Но если так, то для понимания состояния общества в странах Новой Европы не надо очень уж далеко углубляться в их прошлое, в вековые национальные традиции проживающих в них народов. Неразвитость потребности в горизонтальной консолидации – оборотная сторона прежней предписанной установки на консолидацию вертикальную и соблюдение соответствующих ей политических ритуалов. Освободившись от этой навязанной установки, диктовавшей принижение частного интереса и возвышение интереса «общественного», люди освободили свое сознание и от всего, что их и их семей непосредственно не касается. Все остальное они делегировали политикам.
В этом отношении каких-то принципиальных отличий между населением стран, вошедших в Большую Европу, и населением современной России не просматривается. У них, как и у нас, гражданское общество находится в начальной стадии формирования. С той, однако, разницей, уже мной упоминавшейся, что у них его формированию никто не мешает, а у нас оно взято под жесткий государственный контроль и свободно развиваться не может. Но в этом «однако» все дело. Оно свидетельствует о том, что за внешне сходными явлениями скрываются разные цивилизационные сущности.
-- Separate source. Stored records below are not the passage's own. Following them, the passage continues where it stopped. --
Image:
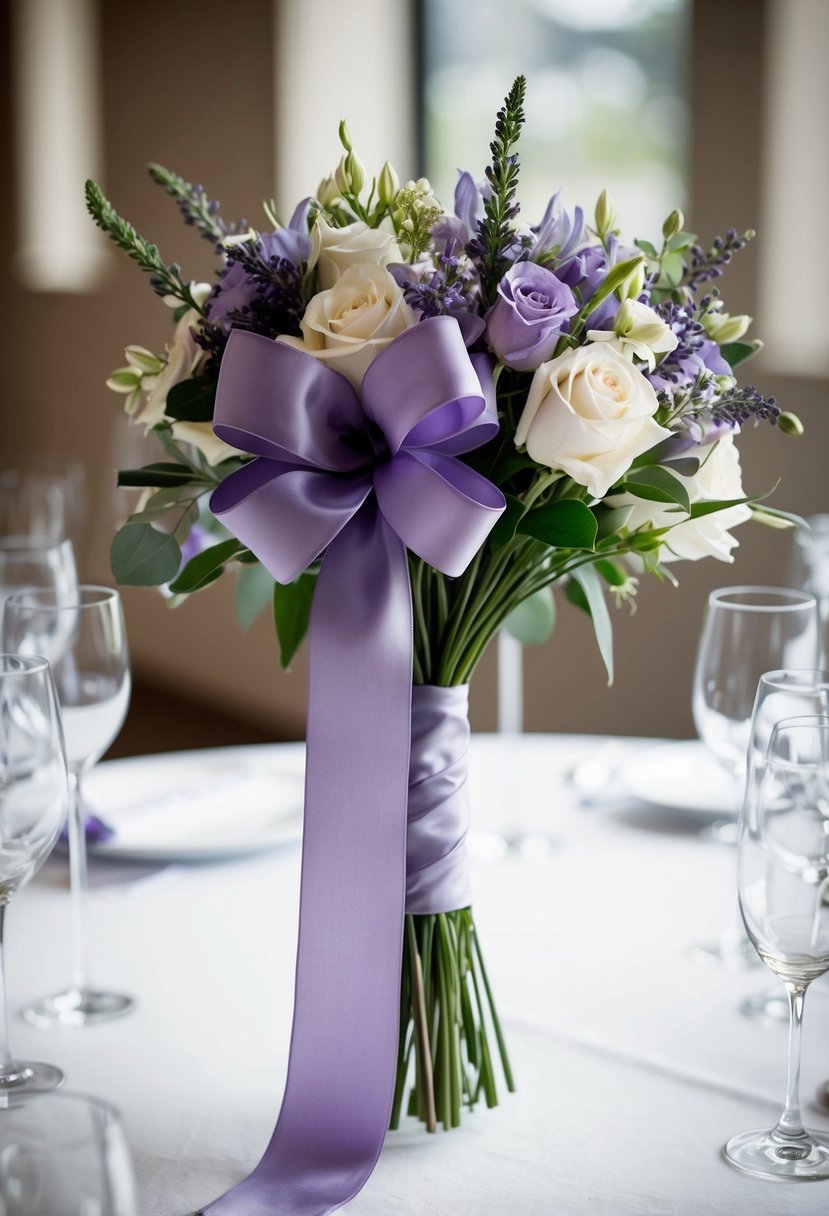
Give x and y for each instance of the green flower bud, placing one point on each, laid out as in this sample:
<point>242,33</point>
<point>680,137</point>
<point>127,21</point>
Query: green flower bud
<point>388,185</point>
<point>605,214</point>
<point>790,424</point>
<point>356,172</point>
<point>672,224</point>
<point>345,135</point>
<point>328,192</point>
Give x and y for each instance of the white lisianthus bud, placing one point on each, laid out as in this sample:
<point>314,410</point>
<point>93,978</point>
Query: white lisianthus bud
<point>388,185</point>
<point>637,331</point>
<point>672,224</point>
<point>345,135</point>
<point>722,327</point>
<point>327,192</point>
<point>605,214</point>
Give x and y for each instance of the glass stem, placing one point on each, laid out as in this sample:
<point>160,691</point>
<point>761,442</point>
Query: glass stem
<point>5,1053</point>
<point>790,1124</point>
<point>78,883</point>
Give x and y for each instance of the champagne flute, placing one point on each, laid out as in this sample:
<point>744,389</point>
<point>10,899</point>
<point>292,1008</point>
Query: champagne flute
<point>779,694</point>
<point>746,631</point>
<point>33,801</point>
<point>85,642</point>
<point>783,876</point>
<point>63,1154</point>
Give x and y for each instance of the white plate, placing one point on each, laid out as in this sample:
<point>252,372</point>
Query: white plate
<point>199,805</point>
<point>681,776</point>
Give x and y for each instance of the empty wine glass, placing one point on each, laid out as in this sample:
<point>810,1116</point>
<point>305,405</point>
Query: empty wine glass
<point>783,876</point>
<point>27,564</point>
<point>85,642</point>
<point>779,694</point>
<point>33,801</point>
<point>63,1154</point>
<point>746,631</point>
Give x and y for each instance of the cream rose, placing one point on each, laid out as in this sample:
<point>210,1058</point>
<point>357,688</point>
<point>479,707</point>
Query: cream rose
<point>334,249</point>
<point>590,414</point>
<point>348,325</point>
<point>718,477</point>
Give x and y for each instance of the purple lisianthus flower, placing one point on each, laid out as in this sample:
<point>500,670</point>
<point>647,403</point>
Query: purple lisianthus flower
<point>534,307</point>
В странах Новой Европы такой, как в России, контроль государства над обществом уже невозможен. Потому что там – другое, чем в России, государство . Во всех этих странах оно, во-первых, правовое, а во-вторых, демократическое. Во всех них в ходе реформ решены две задачи, к которым в России даже не подступались, – я имею в виду отделение собственности от власти и утверждение свободной политической конкуренции как способа формирования самой власти и обеспечения ее сменяемости. Коллеги из этих стран говорили нам, что первая задача и у них решена еще не полностью, что правовые системы и в Новой Европе пока далеки от совершенства. Но их сетования на коррупцию или недостаточную эффективность судов не отменяют того, что государства там правовые, а правовые в том числе и потому, что демократические, т. е. исключающие захват этих государств («state capture») в монопольную собственность какими-то экономическими или политическими группами.